Wellington Restaurant Closures Hit Record High as Operating Costs Soar
Wellington’s dining scene faces its toughest year on record with restaurant closures hitting 23% in the past 12 months. Rising commercial rents and minimum wage increases are forcing beloved local eateries to shut their doors permanently.
- 23% of Wellington restaurants closed in the past year
- Commercial rents up 18% across CBD dining precincts
- Minimum wage increases added $47,000 annually to average restaurant wage bills
- Fine dining establishments hit hardest with 31% closure rate
- Casual dining showing more resilience at 19% closures
The numbers paint a stark picture for Wellington’s restaurant industry. Nearly one in four establishments has closed permanently since May 2025, marking the highest closure rate since records began in 1998.
Wellington Restaurant Crisis by Numbers
“We’re seeing a perfect storm of cost pressures that’s decimating the hospitality sector,” says Restaurant Association CEO Marisa Bidois. “Commercial landlords are demanding rents that simply don’t align with post-pandemic trading realities.”

The fine dining sector has been particularly brutal. High-end establishments along Courtenay Place and Cuba Street are closing at alarming rates, with many citing the impossibility of maintaining quality service while absorbing escalating overheads.
The landlord squeeze
Commercial property data shows CBD restaurant rents have jumped 18% year-on-year, with prime Courtenay Place sites now commanding $1,200 per square metre annually. Meanwhile, foot traffic remains 15% below pre-2020 levels.
“Landlords seem to believe Wellington’s dining scene will magically return to 2019 revenue levels,” explains hospitality consultant James Mitchell. “The maths simply doesn’t work when you’re paying premium rent for reduced customer numbers.”

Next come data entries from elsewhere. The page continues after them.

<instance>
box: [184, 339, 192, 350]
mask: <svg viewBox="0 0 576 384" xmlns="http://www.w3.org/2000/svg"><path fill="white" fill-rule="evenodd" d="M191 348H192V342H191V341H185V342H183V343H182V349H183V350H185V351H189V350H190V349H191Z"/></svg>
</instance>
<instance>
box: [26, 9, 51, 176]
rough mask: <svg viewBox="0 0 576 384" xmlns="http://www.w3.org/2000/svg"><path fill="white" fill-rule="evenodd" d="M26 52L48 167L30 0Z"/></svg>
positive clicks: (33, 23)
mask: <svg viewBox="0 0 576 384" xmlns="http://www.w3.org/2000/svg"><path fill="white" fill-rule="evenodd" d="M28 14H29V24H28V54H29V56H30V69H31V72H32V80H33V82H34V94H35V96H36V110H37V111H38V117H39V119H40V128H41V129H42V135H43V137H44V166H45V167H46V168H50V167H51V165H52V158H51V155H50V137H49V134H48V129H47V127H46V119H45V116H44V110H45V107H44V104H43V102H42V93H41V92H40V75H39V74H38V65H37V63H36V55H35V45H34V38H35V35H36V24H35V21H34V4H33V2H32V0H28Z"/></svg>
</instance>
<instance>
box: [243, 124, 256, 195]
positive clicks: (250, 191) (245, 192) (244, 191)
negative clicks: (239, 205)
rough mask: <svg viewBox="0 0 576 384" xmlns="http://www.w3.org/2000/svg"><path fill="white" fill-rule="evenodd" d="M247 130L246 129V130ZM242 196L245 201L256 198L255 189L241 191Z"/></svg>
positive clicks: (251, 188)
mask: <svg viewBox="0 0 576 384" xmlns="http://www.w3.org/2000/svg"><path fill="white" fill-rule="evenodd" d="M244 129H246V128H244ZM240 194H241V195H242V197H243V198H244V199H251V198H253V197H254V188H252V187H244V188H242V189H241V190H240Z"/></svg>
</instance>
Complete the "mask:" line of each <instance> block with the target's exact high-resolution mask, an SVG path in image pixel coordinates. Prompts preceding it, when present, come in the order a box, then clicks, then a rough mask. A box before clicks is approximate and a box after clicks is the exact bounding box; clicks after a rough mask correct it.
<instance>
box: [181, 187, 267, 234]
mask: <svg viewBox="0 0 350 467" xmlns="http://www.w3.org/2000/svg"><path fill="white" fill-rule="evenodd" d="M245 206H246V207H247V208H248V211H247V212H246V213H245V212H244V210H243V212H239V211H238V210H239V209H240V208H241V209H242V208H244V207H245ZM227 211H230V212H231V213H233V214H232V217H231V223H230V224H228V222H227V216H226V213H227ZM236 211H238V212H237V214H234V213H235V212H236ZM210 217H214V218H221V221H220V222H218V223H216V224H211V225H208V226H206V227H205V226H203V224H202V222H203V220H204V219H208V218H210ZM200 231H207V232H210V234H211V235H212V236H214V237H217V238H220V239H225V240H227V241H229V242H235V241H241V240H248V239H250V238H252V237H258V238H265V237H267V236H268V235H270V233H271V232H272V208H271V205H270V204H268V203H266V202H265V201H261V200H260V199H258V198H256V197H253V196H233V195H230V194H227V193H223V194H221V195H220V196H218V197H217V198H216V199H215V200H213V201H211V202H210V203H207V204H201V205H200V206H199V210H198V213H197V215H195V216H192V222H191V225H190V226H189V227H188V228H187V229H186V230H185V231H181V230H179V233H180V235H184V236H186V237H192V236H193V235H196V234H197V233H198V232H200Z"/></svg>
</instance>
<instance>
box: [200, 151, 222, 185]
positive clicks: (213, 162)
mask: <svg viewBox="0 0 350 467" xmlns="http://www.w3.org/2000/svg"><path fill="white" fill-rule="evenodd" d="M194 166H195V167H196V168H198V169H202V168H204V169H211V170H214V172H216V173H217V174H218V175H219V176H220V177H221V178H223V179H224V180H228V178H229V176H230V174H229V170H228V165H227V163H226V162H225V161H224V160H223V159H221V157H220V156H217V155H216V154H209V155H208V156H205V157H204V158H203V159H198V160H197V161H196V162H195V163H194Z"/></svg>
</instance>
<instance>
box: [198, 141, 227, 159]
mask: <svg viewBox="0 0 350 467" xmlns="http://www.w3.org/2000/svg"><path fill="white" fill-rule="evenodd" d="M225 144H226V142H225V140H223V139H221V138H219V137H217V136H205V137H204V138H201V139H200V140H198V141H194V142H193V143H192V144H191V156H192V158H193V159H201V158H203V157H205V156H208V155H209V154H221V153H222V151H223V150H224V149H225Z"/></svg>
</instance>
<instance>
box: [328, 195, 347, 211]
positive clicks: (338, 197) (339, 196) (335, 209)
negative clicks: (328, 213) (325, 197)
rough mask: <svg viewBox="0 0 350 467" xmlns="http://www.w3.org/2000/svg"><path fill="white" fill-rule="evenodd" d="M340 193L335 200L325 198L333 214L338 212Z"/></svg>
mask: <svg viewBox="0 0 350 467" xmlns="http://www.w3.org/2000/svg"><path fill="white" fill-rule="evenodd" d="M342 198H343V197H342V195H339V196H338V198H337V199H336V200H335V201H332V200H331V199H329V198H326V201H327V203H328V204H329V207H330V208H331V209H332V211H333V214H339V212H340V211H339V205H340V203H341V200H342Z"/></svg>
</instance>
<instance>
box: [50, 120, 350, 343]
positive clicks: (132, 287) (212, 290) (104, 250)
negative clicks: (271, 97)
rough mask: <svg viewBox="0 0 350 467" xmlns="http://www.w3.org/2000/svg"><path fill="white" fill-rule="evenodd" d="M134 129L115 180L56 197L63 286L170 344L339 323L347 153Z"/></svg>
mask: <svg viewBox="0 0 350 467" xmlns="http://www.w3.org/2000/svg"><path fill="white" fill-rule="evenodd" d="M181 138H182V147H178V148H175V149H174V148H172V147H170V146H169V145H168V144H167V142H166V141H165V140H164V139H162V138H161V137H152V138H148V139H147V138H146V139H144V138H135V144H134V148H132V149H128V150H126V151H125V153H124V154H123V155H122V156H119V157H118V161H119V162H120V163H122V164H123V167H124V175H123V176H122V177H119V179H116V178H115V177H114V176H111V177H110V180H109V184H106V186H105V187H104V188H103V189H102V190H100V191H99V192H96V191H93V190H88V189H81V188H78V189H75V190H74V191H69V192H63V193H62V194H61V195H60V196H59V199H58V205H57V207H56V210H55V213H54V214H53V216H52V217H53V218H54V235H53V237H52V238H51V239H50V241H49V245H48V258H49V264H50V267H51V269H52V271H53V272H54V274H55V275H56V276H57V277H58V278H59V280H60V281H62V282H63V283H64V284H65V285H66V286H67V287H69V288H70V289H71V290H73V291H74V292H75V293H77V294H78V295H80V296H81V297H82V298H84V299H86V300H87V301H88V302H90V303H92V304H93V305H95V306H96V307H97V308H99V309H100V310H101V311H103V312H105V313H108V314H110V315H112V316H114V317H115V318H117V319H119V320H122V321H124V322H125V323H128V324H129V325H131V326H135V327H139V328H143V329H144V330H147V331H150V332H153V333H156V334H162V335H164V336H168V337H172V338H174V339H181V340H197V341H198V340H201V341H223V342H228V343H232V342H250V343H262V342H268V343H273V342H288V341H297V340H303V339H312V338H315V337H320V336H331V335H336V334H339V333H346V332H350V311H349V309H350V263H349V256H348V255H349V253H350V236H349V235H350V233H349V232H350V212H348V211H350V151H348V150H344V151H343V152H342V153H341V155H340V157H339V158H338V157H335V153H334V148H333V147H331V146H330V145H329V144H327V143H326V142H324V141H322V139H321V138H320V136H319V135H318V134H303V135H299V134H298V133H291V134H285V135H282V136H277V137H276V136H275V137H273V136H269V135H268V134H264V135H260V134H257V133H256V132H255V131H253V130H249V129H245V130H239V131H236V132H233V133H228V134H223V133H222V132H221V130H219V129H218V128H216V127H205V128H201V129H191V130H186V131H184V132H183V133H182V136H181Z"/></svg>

According to Restaurant Association of New Zealand, the findings showed that 78% of Wellington operators reported rent as their primary closure driver, well above the national average of 61%.
The wage component adds another layer of pressure. April’s minimum wage increase to $24.70 per hour has added an average of $47,000 annually to restaurant wage bills, based on typical staffing levels.
“Every dollar increase in minimum wage translates to real money when you’re running eight to twelve staff across split shifts,” notes Cuba Street restaurant owner Sarah Chen. “Something has to give, and unfortunately it’s often the business itself.”
Survival of the adaptable
Not all sectors are struggling equally. Fast-casual concepts and takeaway-focused operations show more resilience, with closure rates sitting at 12% – still elevated but manageable compared to full-service restaurants.
Food trucks and pop-up concepts are actually growing, with 23 new mobile operators launching since January. These low-overhead models can pivot quickly and avoid the crippling fixed costs plaguing traditional venues.
“Wellington diners are still eating out, but they’re choosing differently,” observes food industry analyst David Park. “Quick, affordable, and convenient is winning over the three-course experience right now.”
The closures represent more than statistics – they’re erasing decades of Wellington’s culinary identity. Iconic establishments that survived previous economic downturns are calling time, leaving gaps in the city’s dining ecosystem that may take years to fill.
For Wellington food lovers, the message is clear: support your local restaurants now, or watch them disappear permanently. The city’s reputation as New Zealand’s dining capital hangs in the balance.